Small French Buildings

Coffin, Jr., Lewis A., Henry M. Polhemus and Addison F. Worthington. Small French Buildings: The Architecture of Town and Country, Comprising Cottages, Farmhouses, Minor Chateaux or Manors with their Farm Groups, Small Town Dwellings, and a Few Churches. New York: C. Scribner, 1921.

Small French Buildings is an English-language celebration of the French vernacular in Normandy, Brittany, the Cote d’Or and Dordogne. The book divides its collection of 183 plates into four sections by building type: Cottages, Churches and Chapels, Town Houses, and small Châteaux, Manors and other farm buildings. While it is unclear why certain buildings are highlighted in this volume, the images included provide access (though somewhat distilled) to the architecture of the everyday–where people lived, worked, played and dreamed. Published in 1921, this idealized vernacular, however uncluttered by its society, is a unique document in an era when art and architectural historians were generally concerned with the canon.

Library of Congress call number: NA 1041 C6

2 thoughts on “Small French Buildings”

  1. Architects Lewis A Coffin and Henry M Polhemus, upon discharge from the military shortly after WWI, returned directly to Normandy where they served during the war because of their overwhelming love for the French architecture they’d discovered during deployment.
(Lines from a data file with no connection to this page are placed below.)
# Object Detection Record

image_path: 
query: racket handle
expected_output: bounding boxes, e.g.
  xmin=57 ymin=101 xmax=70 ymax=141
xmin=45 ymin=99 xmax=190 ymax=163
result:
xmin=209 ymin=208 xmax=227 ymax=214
    This trip was to document and cronicle a small sample of the vast selection of notable French architectural styles that ultimately served as a springboard for much of their celebrated work, and ultimately contribute to the French Revivalist era of architecture in America during the 1920s and 1930s.

    The going was rough, as much of Normandy had suffered damage from the war and a great deal of the roads were destroyed making travel on bicycles the preferred, albeit awkward, method of travel for the partners.